Éviter le passé semblait également être la préférence d’Emmanuel Macron, l’actuel président de la France. En novembre dernier, lors d’un voyage au Burkina Faso, une autre ancienne colonie française, il a prononcé un discours dans lequel il affirmait que l’histoire impériale de la France ne devait pas façonner les relations actuelles de son gouvernement avec le pays. « L’Afrique est gravée dans l’histoire, la culture et l’identité françaises. Il y a eu des fautes et des crimes, il y a eu des moments heureux, mais notre responsabilité est de ne pas être piégés dans le passé », a-t-il déclaré. Lors d’un voyage en décembre en Algérie, une autre ancienne colonie , Macron a rendu visite au président Abdelaziz Bouteflika et a exhorté la jeunesse du pays « à ne pas s’attarder sur les crimes passés ». En mars, il a déclaré que le français devrait être la langue officielle de l’Afrique, car c’est la «langue de la liberté». Sa première et unique visite en Guadeloupe a eu lieu après l’ouragan Irma, lorsqu’il a promis que la France paierait 50 millions d’euros d’aide et fournirait aux Guadeloupéens des vols gratuits vers la France. Mais les habitants ont critiqué sa visite, affirmant que les touristes blancs avaient un accès prioritaire aux urgences. Macron n’a pas visité les Caraïbes depuis.

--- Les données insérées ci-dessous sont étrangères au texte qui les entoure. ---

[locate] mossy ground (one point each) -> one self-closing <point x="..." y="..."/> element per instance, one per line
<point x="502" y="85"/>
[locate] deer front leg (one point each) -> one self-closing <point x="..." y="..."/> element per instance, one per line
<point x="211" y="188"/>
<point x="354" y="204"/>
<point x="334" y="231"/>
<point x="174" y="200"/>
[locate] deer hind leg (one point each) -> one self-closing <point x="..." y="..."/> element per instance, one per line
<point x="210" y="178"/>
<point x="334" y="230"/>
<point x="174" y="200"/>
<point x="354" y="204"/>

Chez les Guadeloupéens, il reste donc une tension fondamentale sur la façon de naviguer dans leur statut de «français» – en particulier sur une île dont l’économie locale répond presque La question de savoir si Memorial ACTe a contribué à résoudre ces tensions est une question ouverte. Mais l’opposition à celle-ci a révélé deux visions opposées pour l’avenir de la Guadeloupe: l’unité continue avec la France, ou l’autonomie totale de celle-ci.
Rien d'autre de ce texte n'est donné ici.